The announced rush of agents and fencing to the border surprised many people. The plan, authored by Republican Senators John Hoeven of North Dakota and Bob Corker of Tennessee, calls for nearly doubling the U.S. Border Patrol from 21,000 to 38,000 agents. It will also add another 700 miles of fencing to the border and increase aerial and radar surveillance of the borderlands – all at a cost of at least $30 billion.
In Washington D.C., politicians called it a major compromise aimed at passing the most sweeping immigration reform in a generation. On the border, however, skeptics call it something else.
“One thing is clear, in Washington they are talking about the border in a way that doesn’t reflect the reality on the ground," said Fernando Garcia, director of the Border Network for Human Rights in El Paso, Texas. The group supports a path to citizenship for immigrants who came to the United States illegally. He says, he worries about this beefing up of the border.
Further west, Jim Chilton is a long-time Arizona rancher. His property runs from the Mexican border 20 miles north to the town of Arivaca. He welcomes the news of a massive surge and hopes it is voted in. For years, he’s criticized what he calls a U.S. Border Patrol inefficiency of capturing border crossers north of his ranch rather than at the border.
"The Border Patrol will no longer have the excuse that they don’t have enough people to actually support the border," he said.
But you'd be hard-pressed to find many more border residents welcoming the surge.
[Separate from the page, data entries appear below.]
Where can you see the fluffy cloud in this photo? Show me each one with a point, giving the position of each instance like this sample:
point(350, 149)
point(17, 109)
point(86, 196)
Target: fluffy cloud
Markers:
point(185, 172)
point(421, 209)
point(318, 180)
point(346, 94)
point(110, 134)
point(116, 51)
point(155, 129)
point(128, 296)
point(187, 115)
Even the Border Patrol’s own union, the National Border Patrol Council, wonders how the Homeland Security Department is going to manage 17,000 new agents. Shawn Moran is union vice-president.
"We question the wisdom as to how they would fund and maintain 40,000 agents when they can’t maintain 21,000 at 100 percent staffing levels." He says that the sequestration cuts affecting agents now aren’t going to go away.
Some agents along the Mexican border report fuel rationings. Others complain of overtime cutbacks and some say even horse patrols have had to be cutback. One Border Patrol resource manager in the Tucson Sector said thousands of new agents might be good but he has no idea where they would work from.
Even local activists who want to restrict migration were unimpressed. Tim Rafferty is one of a dozen Arizona activists who are working to defeat the Senate bill. Rafferty says adding a border enforcement surge won't change their stance.
"It doesn't really do anything as long as they continue talking about giving the 11 million illegal aliens in our country any kind of temporary legal status. That is unacceptable," he said.
The amendment requires these security upgrades begin before anybody in the U.S. can go for a green card. But that delay has not satisfied many in the GOP-led house. That's where this bill, with the border surge amendment, if it passes, goes next. And passage there is anything but certain.